Shell’s boss today hailed 2017 as a “year of transformation” for the oil major after recording a jump in earnings.
The Anglo-Dutch giant said higher oil, gas and LNG prices and increased production from new fields drove its adjusted earnings up 119% to £11.1billion for the full year.
Brent crude recently topped $71 per barrel for the first time since 2014 thanks to Opec-led output reductions and declining US stockpiles.
Shell also reported a £5.6billion reduction in net debts.
Chief executive Ben van Beurden said the results showed Shell “has what it takes” to deliver a world-class investment case.
He said: “We enter 2018 with continued discipline and confidence, committed to the delivery of strong returns and cash.”

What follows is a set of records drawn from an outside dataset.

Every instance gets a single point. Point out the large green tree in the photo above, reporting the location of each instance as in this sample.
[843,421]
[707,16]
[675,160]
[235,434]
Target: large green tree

Shell completed the sale of upstream assets worth £2.29billion in the fourth quarter, including a package of North Sea assets to Chrysaor.
The company disposed of £12.2billion worth of assets during 2017. The sales form part of a £21billion-plus divestment programme aimed at balancing the books following Shell’s mega-merger with BG Group in 2016.
Mr van Beurden said £16.9billion worth of divestments had been completed and that Shell was close to reaching its target for 2016-18.
He described the programme as a crucial part of the push to simplify Shell’s portfolio.
Recent operational highlights include the decision to redevelop the Penguins oil and gas field in the UK North Sea.
Fourth-quarter production dropped 7% year-on-year due to divestments in Canada, the UK and Gabon.
Full-year revenues rocketed 31% to £215billion, while pre-tax profits increased by 223% to £12.8billion.
Cash flow from operations totalled £25.4billion in 2017, up 73% on 2016. Free cash flow came to £19.5billion.
But fourth quarter 2017 cash flow was £5billion, down 20% compared to the same period in 2016, and below market expectations, according to Biraj Borkhataria, analyst at RBC Capital Markets.
Mr Borkhataria said: “Shell has had a good year overall and we don’t want to read too much into one set of numbers.”